A game that’s not complacent with a generic idea deserves credit for pushing itself, but Tunnels of Armageddon shows how that might not actually contribute anything. The game throws in lots of caveats and layers in search of some depth for its decent obstacle-dodging action, but amazingly, none of it really affects the game at all, positively or negatively.

You play as a pilot who, on a mission to Antarctica, discovers an ancient alien installation under the ice. The base awakens and starts a countdown to destroy the planet. (Hence, Armageddon.) This is a test to humanity: if you can fly through to the center of the base in time, the aliens will spare Earth and grant humans the power of interstellar travel. The correlation between going fast and humanity’s worthiness to inherit the secrets of the galaxy is suspect, but surely the aliens know what they’re doing.

As is understandable for a game from 1989, Tunnels of Armageddon struggles to present the first-person motion needed for its premise. The tunnels look quite alien and pass into boxy psychedelia as you move inward, but everything within them is often unparsable. The black square of the horizon looks identical to some walls – a navigational nightmare – and glyphs indicating different alien objects are difficult to distinguish. Tunnels have progressively difficult layouts that remove floors or add small barricades to hop over, and the limited view window can’t render those changes clearly. This marks an occasion where a game’s low-fidelity hurts the experience rather than being a historical stylistic difference.

Screenshot from Tunnels of Armageddon

It’s colorful, whatever it is

Once you decipher what’s happening, the game puts up a good challenge by demanding quick reaction to shifts in the course of the tunnel, as it should. It also reveals how densely it likes to fill the margins of that concept with a slew of distractions.

The game races alongside you, opening fire from sentry turrets if you fall behind; as you take damage, parts of your vehicle, like your mobility or aim, will fail in chaotic ways. To catch up, you can shoot the base’s generators to slow down the rolling alarm system. So along with walls and forks in the road, you have to destroy alien weapons, manage the stability of your ship, and collect powerups that make your job easier (some in inconvenient places).

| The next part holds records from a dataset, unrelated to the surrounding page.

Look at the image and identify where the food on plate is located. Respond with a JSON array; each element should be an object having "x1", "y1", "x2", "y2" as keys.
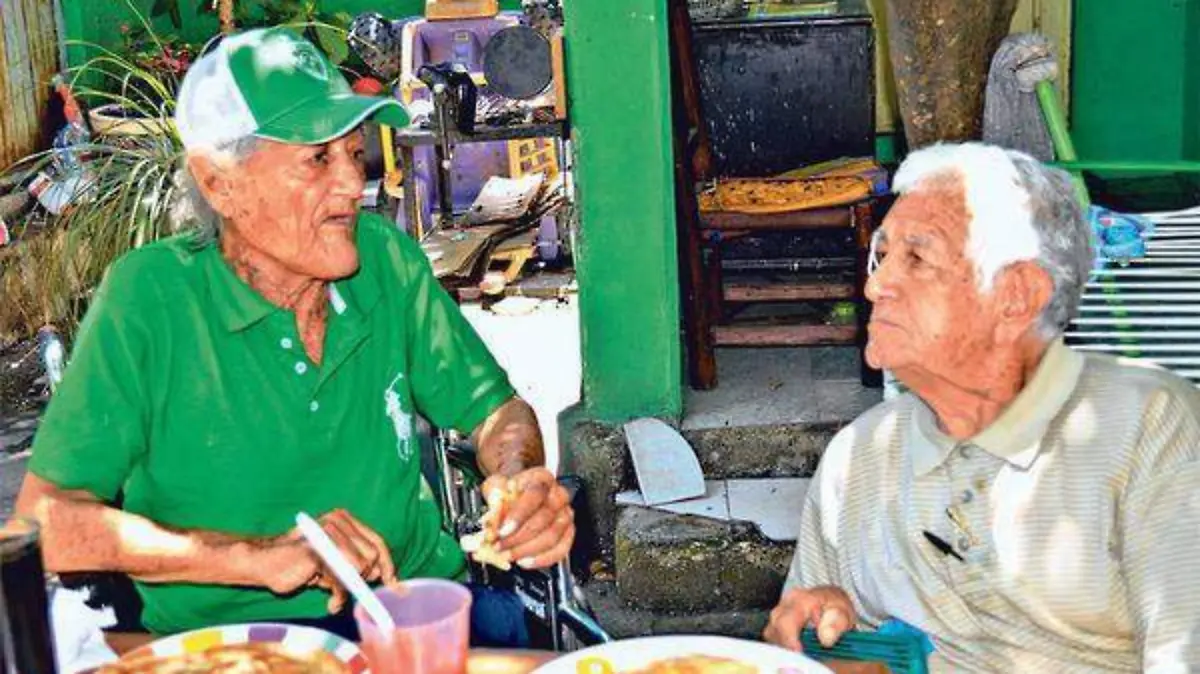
[
  {"x1": 96, "y1": 643, "x2": 349, "y2": 674},
  {"x1": 698, "y1": 176, "x2": 871, "y2": 213},
  {"x1": 622, "y1": 655, "x2": 758, "y2": 674},
  {"x1": 458, "y1": 480, "x2": 517, "y2": 571}
]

All these additions push the game beyond being a simple run through a tunnel, but does it really need that? The extra bits and bobs to worry about don’t necessarily improve or detract from Tunnels of Armageddon, just stack more atop it. In a game that always moves forward, the hard-to-see differences between three types of alien guardians don’t matter too much. Keeping track of two separate ship health meters (energy and stability) feels redundant, though it never takes your focus away from the path ahead.

Tunnels of Armageddon is perfectly alright as a mad dash against time – challenging but occasionally frustrating, visually messy but stylized, and the right length to be worth completing. Everything else can be safely ignored. Sometimes more is… just more.